Kamu personel rejiminde yapılması öngörülen değişiklikle aslında bütün bir çalışma yaşamında güvenceli iş tanımının tamamen kaldırılması hedefleniyor. OHAL sürecinde bir çok kamu çalışanının sorgusuz sualsiz ihraç edildiği uygulamalar, referandum sonrası hayata geçirilmesi düşünülen kamu personel rejiminde yaşanacakları bize gösteriyor.

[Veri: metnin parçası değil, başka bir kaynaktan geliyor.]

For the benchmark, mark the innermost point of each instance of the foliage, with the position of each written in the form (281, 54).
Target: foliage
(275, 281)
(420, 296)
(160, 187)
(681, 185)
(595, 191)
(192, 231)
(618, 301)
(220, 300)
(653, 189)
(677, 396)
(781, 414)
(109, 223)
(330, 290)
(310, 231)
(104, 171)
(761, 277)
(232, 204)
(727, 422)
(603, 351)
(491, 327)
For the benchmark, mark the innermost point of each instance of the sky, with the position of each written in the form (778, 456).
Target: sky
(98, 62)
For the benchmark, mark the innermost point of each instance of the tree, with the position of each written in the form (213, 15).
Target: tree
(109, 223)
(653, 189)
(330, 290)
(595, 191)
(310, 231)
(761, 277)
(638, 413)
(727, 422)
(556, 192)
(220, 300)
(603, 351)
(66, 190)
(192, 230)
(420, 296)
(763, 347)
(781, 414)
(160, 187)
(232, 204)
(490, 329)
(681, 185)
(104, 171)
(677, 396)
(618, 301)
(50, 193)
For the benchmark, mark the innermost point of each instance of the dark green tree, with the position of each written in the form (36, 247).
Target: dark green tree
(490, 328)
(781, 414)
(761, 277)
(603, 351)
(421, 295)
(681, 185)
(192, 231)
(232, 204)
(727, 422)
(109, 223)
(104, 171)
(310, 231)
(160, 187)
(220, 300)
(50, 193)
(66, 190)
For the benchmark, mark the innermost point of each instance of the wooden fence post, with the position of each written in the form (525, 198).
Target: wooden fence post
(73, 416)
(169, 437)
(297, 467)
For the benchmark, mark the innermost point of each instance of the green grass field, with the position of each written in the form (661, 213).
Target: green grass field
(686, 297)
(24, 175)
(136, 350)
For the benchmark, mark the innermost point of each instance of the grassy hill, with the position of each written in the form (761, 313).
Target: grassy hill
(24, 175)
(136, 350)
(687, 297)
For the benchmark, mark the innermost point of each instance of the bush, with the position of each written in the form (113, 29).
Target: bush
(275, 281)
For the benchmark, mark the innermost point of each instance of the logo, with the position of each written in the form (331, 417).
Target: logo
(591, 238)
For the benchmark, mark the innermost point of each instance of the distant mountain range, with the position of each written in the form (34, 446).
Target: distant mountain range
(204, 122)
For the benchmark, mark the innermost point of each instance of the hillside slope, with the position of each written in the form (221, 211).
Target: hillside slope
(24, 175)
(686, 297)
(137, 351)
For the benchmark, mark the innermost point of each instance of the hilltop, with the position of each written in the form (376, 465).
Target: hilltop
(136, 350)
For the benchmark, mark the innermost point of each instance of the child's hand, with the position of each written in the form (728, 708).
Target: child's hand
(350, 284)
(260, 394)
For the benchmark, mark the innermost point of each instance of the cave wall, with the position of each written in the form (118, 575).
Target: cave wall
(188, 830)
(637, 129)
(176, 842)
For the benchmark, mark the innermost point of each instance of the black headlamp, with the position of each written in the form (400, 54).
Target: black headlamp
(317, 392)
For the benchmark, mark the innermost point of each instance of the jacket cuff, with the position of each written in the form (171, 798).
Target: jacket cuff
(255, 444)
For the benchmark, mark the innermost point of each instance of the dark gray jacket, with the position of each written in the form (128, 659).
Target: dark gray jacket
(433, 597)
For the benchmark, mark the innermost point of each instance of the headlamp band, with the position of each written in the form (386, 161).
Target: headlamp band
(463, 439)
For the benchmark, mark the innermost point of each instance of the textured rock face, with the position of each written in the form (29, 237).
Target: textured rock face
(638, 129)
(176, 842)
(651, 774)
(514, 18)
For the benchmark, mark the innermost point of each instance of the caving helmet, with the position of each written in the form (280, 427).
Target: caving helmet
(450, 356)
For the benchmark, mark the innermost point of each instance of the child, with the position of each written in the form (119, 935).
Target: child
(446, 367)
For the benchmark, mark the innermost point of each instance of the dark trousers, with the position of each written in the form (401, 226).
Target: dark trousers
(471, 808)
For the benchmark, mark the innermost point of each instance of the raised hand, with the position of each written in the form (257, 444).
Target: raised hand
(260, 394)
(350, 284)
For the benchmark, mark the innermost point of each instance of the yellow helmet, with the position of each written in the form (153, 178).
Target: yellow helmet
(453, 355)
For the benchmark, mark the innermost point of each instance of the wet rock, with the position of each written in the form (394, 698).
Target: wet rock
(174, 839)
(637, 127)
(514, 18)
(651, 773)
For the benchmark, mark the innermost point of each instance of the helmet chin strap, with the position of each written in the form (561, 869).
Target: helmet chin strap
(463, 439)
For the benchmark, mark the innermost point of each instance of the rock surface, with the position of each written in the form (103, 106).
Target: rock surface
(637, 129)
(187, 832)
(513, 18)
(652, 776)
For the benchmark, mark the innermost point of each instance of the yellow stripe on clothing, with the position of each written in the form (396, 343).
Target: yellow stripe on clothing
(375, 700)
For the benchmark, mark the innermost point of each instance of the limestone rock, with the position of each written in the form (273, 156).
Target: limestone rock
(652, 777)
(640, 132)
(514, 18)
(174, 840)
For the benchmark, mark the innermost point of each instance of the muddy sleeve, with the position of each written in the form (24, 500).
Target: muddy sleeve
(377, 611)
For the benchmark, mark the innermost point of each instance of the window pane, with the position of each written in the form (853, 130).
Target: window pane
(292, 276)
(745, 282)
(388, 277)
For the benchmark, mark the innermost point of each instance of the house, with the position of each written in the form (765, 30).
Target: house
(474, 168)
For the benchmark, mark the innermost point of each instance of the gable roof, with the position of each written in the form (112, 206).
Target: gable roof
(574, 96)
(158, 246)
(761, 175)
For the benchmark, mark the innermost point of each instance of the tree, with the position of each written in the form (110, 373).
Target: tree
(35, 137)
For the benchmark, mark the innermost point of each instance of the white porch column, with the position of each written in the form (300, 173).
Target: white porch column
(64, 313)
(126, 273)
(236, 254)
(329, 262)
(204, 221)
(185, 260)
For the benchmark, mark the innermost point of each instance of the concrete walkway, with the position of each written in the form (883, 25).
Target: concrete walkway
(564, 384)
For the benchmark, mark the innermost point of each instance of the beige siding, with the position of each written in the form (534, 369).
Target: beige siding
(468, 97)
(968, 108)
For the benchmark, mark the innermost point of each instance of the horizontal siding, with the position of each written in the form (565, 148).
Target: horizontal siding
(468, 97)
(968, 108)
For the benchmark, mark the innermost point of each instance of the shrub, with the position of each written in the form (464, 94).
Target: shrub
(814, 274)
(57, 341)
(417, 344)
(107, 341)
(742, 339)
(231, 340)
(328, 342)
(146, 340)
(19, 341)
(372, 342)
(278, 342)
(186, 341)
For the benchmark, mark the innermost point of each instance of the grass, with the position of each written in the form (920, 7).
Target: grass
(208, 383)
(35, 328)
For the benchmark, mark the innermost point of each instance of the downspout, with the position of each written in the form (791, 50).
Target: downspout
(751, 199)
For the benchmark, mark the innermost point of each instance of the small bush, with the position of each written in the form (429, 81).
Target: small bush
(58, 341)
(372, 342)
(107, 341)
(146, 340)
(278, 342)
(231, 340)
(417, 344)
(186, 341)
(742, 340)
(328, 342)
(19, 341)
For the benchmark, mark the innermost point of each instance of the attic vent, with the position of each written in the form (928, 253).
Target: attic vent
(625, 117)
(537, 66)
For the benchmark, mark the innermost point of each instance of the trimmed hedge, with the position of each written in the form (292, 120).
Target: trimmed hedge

Taşeron şirket işçileri, kadro talep ederken var olan kadrolu ve güvenceli çalışma düzeni de yok edilmeye çalışılıyor.
Zaten Sayın Müezzinoğlu yaptığı açıklamada bunun da mesajını şöyle verdi: Kamuda bütüncül bir düzenleme yapabilirsek, taşeronları bunun içinde çözeceğiz.” dedi. Biz buradan bütün çalışanların taşeronlaştırılacağını anlıyoruz. Anlaşılan o ki Bakan eşitlik talebimizi yanlış anladı. Biz herkes kadrolu, güvenceli çalışsın derken o herkesi kadrosuz, güvencesiz yapmaya çalışıyor.
Kısaca kamu personel rejiminde ki değişiklik; kamu hizmetinden yararlananları, kamu hizmeti üretenleri, kadrolu ve güvenceli iş talebi olanları kısacası milyonlarca yurttaşı doğrudan ve olumsuz etkileyecek.
“Kamu Personel Rejimi Reformu” adı altında yapılmak istenen, tek elden her şeyin yönetildiği bir çalışma düzeni. Yani üretenlerin söz ve yetki sahibi olmadığı, her türlü iş güvencesinin ortadan kalktığı bir sistem.
Siyaset kurumunun bu kadar etkin, etkili ve belirleyici olduğu bir ülkede hükümete yakın bir sendikaya üye olmamak bile var olan sistemde sürgün, kıdem sorunu, görev değişikliği gibi bir çok uygulamaya neden olurken, her şeyin daha da güvencesiz hale getirileceği bir sistemde; örneğin Başbakan’ın mitingine katılmamak da bir suç unsuru olarak görülebilir; siciliniz olumsuz etkilenebilir, ya da kamu görevinden ihraç edilebilirsiniz.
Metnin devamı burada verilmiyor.